Winds picked up a little later in the day and 200 plus runs were recorded – Anders Bringdal dominated!


Several of the boats ventured on to the course and Dave White completed a Weymouth first by sailing a sailboard, a kite board and a boat – a Tornado – in the same competition.


Monday resultshere.


Sunday


Junior results, some fantastic times recorded, the fastest Junior was a kite boarder; Martin Hayes who achieved a speed of 32.43 kt, just beating Liam Round on a sailboard in to second place. Liam achieved 32.27 kt. The third place at a speed of 30.35 kt. went to Harry Allerston, also sailing a kite board.

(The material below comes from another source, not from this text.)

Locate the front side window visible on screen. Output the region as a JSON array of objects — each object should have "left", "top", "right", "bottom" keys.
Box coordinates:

Of special note was the award made to Henry Bloodworth, he sailed in each session on Saturday bit never managed to complete a run down the course – which considering the wind strength and the fact that he is a diminutive 10 year old was not surprising, undaunted he competed on Sunday and recorded 4 runs, his best being at a speed of nearly 17 kt. He was given an award for his plucky performance.



Henry Bloodworth receiving his prize from Anders Bringdal, Liam Round is in the background.


Sunday resultshere.


Saturday


A record day. A new harbour record has been set by Anders Bringdal with a speed of 38.48 knots and the majority of competitors on the course today exceeded 30 knots. Wind speeds reached 30 – 35 knots plus gusts.


The Race-Trax GPS timing system was trialled in the extreme conditions and appeared to perform excellently – more details later when time permits.


The results are available Saturday results heresome additional runs will become available and a full listing of names added. Unfortunately a number of sail numbers were not legible.



Anders Bringdal on course, note the GPS transponder which is carried in a ‘camel’ back pack.